A Norwegian Bank Lost About $500 Million in Value to “Fat Finger”
Recently, a top financial service group in Norway known as Storebrand made a fat finger error which led to the loss of 14 percent of its share value.
Fat Finger Error
“fat finger” is a phenomenon used in denoting a form of a flawed mouse or keyboard input that places a buy or sell order that is way far above the normal intended value. Such an error can also be a form of placing an order for wrong contract or asset or even any other large variation that subsequently affects the market outcomes.
According to a news report, the fat finger error in Storebrand resulted from a wrongly entered sell order and this brought about a 14 percent reduction in the company’s share prices. Storebrand which worth over $3 billion goes from an opening price of 69.90 NOK to 59.98NOK. When this incidence occurs, the alarm in the Oslo Børs surveillance department was triggered and trading in the stock was paused.

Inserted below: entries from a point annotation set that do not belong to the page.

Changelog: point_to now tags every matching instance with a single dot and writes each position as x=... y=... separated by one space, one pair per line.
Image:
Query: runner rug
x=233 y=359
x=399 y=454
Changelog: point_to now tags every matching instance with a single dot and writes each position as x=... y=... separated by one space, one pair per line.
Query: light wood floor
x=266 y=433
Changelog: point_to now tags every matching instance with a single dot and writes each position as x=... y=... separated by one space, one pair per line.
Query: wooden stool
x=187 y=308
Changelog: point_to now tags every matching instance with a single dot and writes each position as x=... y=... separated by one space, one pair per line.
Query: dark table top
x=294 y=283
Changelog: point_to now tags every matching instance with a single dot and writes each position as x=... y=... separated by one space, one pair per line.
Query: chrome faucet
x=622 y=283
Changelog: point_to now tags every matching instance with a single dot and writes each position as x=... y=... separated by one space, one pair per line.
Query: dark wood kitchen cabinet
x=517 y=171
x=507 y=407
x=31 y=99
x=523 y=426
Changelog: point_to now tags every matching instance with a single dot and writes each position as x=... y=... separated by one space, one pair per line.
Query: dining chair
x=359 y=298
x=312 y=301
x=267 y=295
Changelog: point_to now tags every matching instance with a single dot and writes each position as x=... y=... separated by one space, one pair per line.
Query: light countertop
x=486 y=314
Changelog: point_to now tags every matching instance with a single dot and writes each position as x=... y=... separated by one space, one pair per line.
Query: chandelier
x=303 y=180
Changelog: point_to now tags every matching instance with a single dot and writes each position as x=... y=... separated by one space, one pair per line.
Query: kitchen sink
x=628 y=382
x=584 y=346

Oslo Børs made it known that there was an error while inputting the sell order.
According to a recent report, Some Investors will be paying dearly for this, as some stockholders will lose a huge sum of money which can amount to about $250,000, but on the other hand, shareholders with short positions in the company’s stock may have a whole lot to gain.
Storebrand Share Price Back to Normal
Unfortunately, the person who made this mistake has not been identified yet, however, the company’s shares price value is already back to its normal rate. On Wednesday afternoon, the share has been trading for 66.94 NOK which is 1.56 percent down on the opening price of the day.
Stoebrand is not the first major market to experience fat finger error as there have been reports of some other companies who even got it worse than this.